U.S. Declares Monkeypox a Public Health Emergency
The announcement comes as nationwide case counts reach 7,000
The Biden administration declared monkeypox a public health emergency on Thursday, freeing up more resources to combat the disease and expanding the CDC’s ability to share data, report NPR’s Will Stone and Jane Greenhalgh.
“We are prepared to take our response to the next level in addressing this virus and we urge every American to take monkeypox seriously,” said Xavier Becerra, the Health and Human Services secretary, during a Thursday press briefing, per NPR.
This is the fifth national health emergency of its kind since 2001. Previous emergencies include the H1N1 outbreak, the Zika virus, the opioid epidemic and Covid-19.

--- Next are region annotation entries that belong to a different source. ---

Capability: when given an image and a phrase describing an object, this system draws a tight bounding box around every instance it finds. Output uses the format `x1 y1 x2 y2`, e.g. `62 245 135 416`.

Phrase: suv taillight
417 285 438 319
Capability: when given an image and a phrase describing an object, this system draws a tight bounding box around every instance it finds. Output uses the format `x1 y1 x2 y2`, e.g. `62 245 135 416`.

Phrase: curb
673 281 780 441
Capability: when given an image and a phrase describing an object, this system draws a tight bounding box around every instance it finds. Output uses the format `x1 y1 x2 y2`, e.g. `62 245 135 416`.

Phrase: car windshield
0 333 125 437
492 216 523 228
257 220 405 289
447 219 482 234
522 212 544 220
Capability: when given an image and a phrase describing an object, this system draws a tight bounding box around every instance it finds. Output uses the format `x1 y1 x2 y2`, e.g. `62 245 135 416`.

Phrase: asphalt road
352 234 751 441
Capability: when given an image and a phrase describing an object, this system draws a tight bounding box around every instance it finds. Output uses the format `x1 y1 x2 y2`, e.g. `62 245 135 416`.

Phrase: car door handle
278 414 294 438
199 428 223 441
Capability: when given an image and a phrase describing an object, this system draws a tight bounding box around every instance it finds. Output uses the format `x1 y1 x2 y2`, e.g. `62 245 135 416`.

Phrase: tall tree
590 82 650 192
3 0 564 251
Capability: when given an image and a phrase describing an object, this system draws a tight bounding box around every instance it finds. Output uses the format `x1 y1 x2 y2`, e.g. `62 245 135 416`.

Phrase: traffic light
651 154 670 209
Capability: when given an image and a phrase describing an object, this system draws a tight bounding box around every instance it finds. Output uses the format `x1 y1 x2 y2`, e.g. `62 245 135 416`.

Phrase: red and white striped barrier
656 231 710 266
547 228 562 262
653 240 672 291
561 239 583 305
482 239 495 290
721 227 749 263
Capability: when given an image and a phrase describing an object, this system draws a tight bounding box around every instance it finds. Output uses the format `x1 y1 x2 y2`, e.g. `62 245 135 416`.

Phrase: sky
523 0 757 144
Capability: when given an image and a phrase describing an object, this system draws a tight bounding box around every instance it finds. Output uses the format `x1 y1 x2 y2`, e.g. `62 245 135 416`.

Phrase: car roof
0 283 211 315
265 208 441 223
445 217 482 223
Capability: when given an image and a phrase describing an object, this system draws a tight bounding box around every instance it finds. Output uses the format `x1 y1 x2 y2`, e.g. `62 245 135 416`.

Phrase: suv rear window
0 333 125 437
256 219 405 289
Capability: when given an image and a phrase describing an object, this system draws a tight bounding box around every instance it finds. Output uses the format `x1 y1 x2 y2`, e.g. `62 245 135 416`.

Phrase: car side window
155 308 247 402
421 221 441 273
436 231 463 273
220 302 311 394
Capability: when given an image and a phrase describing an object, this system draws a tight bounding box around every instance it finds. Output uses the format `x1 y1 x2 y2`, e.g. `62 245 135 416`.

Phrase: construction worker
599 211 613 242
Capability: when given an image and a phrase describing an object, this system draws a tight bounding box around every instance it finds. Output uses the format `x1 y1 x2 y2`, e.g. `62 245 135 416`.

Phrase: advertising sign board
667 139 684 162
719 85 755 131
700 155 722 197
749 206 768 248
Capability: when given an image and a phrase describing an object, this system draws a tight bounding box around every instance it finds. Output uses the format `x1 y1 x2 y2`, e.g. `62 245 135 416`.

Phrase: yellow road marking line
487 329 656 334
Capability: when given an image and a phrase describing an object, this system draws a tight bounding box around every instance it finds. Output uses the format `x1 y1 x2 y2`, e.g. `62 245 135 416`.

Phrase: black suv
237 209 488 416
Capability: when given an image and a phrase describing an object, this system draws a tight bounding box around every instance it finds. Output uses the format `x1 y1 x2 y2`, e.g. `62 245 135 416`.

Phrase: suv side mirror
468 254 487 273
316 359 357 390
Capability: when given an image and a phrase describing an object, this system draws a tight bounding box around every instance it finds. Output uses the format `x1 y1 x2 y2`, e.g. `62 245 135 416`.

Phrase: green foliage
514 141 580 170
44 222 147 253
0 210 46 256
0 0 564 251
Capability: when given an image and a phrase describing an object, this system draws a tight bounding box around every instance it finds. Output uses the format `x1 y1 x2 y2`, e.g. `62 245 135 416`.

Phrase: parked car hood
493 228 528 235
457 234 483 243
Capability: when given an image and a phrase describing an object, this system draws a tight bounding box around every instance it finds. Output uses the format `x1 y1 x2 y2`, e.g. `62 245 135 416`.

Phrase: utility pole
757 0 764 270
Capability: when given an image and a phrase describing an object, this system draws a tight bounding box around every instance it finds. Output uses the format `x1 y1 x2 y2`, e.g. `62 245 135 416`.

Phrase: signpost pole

As of August 4, the nationwide case count is over 7,000, per the CDC. The World Health Organization (WHO) declared monkeypox a global health emergency last month, and New York, Illinois and California have also announced states of emergency for the outbreak.
Critics say that the government’s response to the outbreak has been too slow, that vaccines and testing are too difficult to obtain and that the administration has not done enough to help those at higher risk, including the LGBTQ community.
“We have 5 percent of the world’s population and 25 percent of the world’s cases,” Carlos del Rio, an infectious disease physician at Emory University, tells the New York Times’ Sheryl Gay Stolberg and Apoorva Mandavilli. “That, to me, honestly, is a failure. We were caught sleeping at the wheel.”
While men who have sex with men are disproportionately affected by the outbreak, the disease can spread to anyone who has close contact with an infected person.
“We have a responsibility to not further stigmatize or politicize this issue for a community that has long faced many issues, has long been marginalized in our community,” Tyler TerMeer, CEO of the San Francisco AIDS Foundation, tells CNN’s David Culver and Elizabeth Joseph. “Dating all the way back to the earliest days of the HIV epidemic in our country, we saw our community abandoned by federal government in their response.”
Some areas are offering the vaccine to communities at higher risk. But vaccines are in short supply, and some health departments are not administering second doses, instead trying to get first doses to as many people as they can, reports Annalise Frank for Axios.
Currently, two vaccines are in play: the Jynneos vaccine, which is approved by the Food and Drug Administration for monkeypox, and ACAM2000, a vaccine approved for smallpox which is also expected to protect against monkeypox. Those who are infected with the disease tend to have lesions and flu-like symptoms, though all cases are different.
“A declaration of this monkeypox outbreak as a public health emergency is important, but more important is to step up the level of federal, state and local coordination, fill our gaps in vaccine supply and get money appropriated from Congress to address this crisis,” Gregg Gonsalves, an epidemiologist at the Yale School of Public Health and an adviser to the WHO on monkeypox, tells the Times. “Otherwise we’re talking about a new endemic virus sinking its roots into this country.”